她只要她的那部分就够了,已经完全足够支付养老院下个季度的生活费。

有钱人的牌桌,一局的输赢是寻常百姓好几个月的工资。

梁闻序眼睫低敛,伸手按住女孩在屏幕上跳跃的指尖:“不用。”

他并不在意,温柔克制地收回手:“不是一开始就说好,‘赢了归你,输了算我的’?”

南婳张了张唇,有种“受之有愧”的感觉,即便如此,这也太多了。

在她做兼职,获取的那些零零碎碎的小几十,大几百元面前,这笔20万的巨款,竟让她觉得无比沉重。

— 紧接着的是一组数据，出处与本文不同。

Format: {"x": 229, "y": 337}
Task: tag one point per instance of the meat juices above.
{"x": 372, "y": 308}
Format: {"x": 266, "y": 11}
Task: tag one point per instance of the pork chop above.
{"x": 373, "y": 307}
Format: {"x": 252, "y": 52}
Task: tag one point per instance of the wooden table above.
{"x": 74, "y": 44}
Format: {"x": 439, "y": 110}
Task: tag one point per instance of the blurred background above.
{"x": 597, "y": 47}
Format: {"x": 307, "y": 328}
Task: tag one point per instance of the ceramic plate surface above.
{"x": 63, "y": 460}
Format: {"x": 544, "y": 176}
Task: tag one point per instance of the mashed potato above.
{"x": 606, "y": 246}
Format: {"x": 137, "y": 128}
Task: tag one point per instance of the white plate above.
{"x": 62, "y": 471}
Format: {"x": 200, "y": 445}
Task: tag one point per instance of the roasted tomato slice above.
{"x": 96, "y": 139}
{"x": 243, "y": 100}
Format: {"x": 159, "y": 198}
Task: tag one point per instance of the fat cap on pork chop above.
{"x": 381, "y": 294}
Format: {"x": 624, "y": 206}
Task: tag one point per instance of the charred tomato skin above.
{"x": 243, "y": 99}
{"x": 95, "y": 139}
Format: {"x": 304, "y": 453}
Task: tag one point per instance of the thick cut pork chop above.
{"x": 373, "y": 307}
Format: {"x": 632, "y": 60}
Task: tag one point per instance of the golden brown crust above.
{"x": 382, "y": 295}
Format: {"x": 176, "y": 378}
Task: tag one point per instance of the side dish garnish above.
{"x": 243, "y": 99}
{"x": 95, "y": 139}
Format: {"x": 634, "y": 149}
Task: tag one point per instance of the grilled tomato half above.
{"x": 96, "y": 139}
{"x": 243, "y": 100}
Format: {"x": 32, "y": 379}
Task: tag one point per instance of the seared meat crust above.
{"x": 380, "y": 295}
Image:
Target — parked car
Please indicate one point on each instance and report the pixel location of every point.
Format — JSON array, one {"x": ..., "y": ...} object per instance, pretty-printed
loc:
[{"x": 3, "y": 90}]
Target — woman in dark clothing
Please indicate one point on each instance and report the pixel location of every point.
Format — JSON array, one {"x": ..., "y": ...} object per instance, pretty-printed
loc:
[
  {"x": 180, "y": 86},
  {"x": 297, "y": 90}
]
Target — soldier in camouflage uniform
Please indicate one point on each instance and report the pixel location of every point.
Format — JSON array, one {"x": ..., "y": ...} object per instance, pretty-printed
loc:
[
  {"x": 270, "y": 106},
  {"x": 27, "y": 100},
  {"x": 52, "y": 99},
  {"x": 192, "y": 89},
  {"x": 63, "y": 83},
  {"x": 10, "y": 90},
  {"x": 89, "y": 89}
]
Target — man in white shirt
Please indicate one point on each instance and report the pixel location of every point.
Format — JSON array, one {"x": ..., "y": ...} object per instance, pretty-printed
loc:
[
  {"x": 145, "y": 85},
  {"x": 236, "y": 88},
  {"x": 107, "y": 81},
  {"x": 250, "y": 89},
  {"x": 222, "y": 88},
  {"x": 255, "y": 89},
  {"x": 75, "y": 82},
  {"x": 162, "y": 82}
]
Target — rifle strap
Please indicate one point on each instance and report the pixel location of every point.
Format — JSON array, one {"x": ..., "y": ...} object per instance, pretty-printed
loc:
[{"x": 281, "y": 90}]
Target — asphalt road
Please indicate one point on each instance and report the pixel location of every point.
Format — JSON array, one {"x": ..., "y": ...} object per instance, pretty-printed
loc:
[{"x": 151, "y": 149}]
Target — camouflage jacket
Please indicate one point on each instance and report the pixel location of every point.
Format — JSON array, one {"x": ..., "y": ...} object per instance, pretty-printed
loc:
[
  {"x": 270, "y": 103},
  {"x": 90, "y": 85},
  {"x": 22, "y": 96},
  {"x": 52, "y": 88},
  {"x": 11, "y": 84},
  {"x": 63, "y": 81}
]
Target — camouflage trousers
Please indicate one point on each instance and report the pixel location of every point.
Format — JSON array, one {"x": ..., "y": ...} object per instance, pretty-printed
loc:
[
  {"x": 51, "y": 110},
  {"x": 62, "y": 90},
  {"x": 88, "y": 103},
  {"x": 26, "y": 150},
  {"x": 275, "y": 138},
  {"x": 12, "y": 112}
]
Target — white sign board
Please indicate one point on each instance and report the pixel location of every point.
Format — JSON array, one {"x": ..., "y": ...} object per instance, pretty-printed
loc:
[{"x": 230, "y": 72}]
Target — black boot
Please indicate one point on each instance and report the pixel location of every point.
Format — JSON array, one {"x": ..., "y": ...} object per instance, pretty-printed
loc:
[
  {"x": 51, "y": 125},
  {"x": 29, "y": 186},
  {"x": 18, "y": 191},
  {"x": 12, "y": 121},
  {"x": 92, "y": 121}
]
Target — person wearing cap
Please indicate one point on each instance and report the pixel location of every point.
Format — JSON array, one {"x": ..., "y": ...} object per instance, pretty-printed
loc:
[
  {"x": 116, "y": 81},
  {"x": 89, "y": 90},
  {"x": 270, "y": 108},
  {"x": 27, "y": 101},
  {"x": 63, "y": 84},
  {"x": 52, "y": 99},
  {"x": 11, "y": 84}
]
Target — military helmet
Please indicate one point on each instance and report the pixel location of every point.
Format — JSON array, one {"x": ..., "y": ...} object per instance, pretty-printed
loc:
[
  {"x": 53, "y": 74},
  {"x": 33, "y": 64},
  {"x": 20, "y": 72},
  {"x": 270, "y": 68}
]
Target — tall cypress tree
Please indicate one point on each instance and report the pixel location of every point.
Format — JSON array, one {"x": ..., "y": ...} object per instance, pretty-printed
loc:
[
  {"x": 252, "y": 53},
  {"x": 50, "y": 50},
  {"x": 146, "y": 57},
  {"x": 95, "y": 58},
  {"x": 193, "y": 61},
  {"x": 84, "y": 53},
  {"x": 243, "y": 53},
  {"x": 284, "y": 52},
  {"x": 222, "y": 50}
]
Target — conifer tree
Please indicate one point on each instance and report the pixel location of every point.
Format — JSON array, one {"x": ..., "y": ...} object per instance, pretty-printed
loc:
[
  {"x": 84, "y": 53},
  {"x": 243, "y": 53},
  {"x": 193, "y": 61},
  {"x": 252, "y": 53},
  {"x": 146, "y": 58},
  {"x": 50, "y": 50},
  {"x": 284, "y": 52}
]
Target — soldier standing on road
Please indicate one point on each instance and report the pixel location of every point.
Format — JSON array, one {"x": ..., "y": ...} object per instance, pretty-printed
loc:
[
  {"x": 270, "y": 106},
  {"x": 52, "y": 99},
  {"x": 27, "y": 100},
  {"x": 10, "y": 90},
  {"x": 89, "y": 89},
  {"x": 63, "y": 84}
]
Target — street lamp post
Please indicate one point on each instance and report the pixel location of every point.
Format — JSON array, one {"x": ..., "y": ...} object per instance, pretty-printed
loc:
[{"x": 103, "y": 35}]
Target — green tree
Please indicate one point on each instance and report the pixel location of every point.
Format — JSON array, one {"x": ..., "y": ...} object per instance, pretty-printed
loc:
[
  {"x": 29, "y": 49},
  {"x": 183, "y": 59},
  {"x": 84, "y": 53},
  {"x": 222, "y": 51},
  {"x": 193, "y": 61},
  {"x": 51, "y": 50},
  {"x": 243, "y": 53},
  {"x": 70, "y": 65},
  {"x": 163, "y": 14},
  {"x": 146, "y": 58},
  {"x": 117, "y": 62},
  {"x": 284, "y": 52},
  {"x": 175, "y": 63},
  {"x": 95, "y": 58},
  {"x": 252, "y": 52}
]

面前的男人似乎看出她心中的顾虑,清隽的眉眼依旧温和,好似和风微拂:“不用有心理负担。”

“只能说碰上你,是他们手气不太好。”他的语气像安慰,又似调侃,带着淡淡揶揄的成分。

南婳顿了顿,望着他,心中有不解,有冲动,继而轻声问:“为什么——”

为什么愿意这样帮她。

无论是身份还是地位,面前的男人远在张海安这类人之上,他想要什么,也能轻而易举得到,他愿意这样帮她,是想得到什么呢?

她的声音清清细细,渐渐低下去,比那晚他送她回学校时轻柔的风声还要小。

梁闻序微微俯身,幽暗深邃的视线与南婳平齐,定格在女孩脸上。

也不知是他心血来潮发的慈悲,还是在几番拉锯之后对这姑娘有了点认真的意味。

到底是前者还是后者,连他自己都未曾仔细去想过。

有句话说得挺好,人与人之间最强的滤镜,不过是一双偏爱的眼睛。

梁闻序觉得,他对南婳大抵也有这种偏爱。

或许第一次见她就产生了,只是当时这细微的变化容易让人忽略。

至于偏爱的结果是好是坏,他并不急着考虑。

短暂的对视,南婳猜不透面前的男人到底在想些什么,只是觉得,他笑得很好看。

清眉黑目,挺鼻薄唇,英俊立体的面庞都被这笑晕染,多了分缱绻,令人心动的温柔。

梁闻序眸色深敛,末了擡手,微凉似玉的指尖轻捏了捏她软绵绵的脸颊,淡淡笑着:“想你开心一点。”